Свеженазначенный командир Особого корпуса потребовал начать немедленное наступление на Оулу. В принципе, решение правильное, нечего тут, в Суомуссалми прохлаждаться. Но! При этом я должен был передать весь танковый батальон и почти всю артиллерию, кроме двух батарей сорокапяток ему, в 163-ю дивизию, передать для усиления батальон лыжников, а самому наступать голым и босым, даже не дожидаясь подхода, приданного корпусу танкового батальона и артиллерии. Быстро! Вперед! К победе! Броня крепка и танки наши быстры! Я, конечно, возражал, считал, что слаженный механизм моей дивизии не надо растаскивать по кускам. Да, насчет слаженности я несколько преувеличивал, были в этом деле вопросы, были, НО! Моя дивизия не была соединением, скроенным второпях. И понятно, что Зеленцов хотел реабилитироваться от позорного окружения, ударить мощным кулаком, но почему за мой счет, и почему надо было наступать на те же грабли? Только потому, что командование 9-й армии требовало немедленных успехов? Тем более, что мой пассаж о необходимости создания саперно-штурмовых групп комбриг Зеленцов даже и не заметил. И так прорвемся! Вызывало раздражение и то, что из моих восьми танков, три нуждались в срочном ремонте. К обеду пятнадцатого должна была подойти оставшаяся броня из Важинара, подтянуться все части дивизии, а мне предлагали наступать по целине, бездорожью напрямую на Оулу, в то время, как дивизия Зеленцова должна была двигаться по единственной нормальной дороге на Оулу через Хюрюнсалми. Расчет Зеленцова был прост – первым занять Оулу, ну и грудь в крестах. Нормальный карьеризм. Но только не за мой счет! Оботрется! Я парень тоже кусачий. И постоять за себя смогу, не впервой.

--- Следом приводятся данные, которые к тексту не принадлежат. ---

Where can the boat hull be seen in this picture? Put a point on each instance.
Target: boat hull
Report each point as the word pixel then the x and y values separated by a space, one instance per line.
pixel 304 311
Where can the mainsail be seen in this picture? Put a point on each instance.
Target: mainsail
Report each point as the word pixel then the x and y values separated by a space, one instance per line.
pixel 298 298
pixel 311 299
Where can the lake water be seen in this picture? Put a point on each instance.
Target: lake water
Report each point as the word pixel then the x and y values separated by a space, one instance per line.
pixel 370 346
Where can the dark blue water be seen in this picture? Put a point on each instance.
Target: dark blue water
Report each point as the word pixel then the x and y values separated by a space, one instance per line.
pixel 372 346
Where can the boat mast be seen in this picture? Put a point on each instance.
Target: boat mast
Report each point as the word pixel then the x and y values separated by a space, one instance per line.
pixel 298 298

Какое-то время успокаивался, приводил себя в порядок, потом постарался собраться, связался с комкором Духановым, но командующий 9-й армией сказал, чтобы я не забивал голову ерундой, а приказ на создание Особого корпуса и назначение его командира будет у нас уже утром. Вот в таком настроении я находился вечером, и даже посещение Марией Львовной меня, уставшего комбрига Виноградова не дало возможность мне, Андрею Толоконникову нормально заснуть.
Зашёл начальник штаба майор Чернов. Выслушав новости, почернел лицом.

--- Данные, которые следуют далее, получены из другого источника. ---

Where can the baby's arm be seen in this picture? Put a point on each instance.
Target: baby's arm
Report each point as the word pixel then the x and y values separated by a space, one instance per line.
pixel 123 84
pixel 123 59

– Что делать собираешься, Алексей Иванович?
– Буду тянуть время. Если Духанов не вразумится, делать нам ничего не остается, как подчинится письменному приказу. Командира армии и корпуса. Конечно, части, что требуют, отдам. Но отсюда не выступлю, пока не подойдут части усиления и не приведу в порядок подкрепления. Все, до последней танкетки и сорокапятки! И буду отстаивать другой маршрут. Буду предлагать Духанову удар навстречу 54-й. Может быть, соблазнится и отстанет от меня.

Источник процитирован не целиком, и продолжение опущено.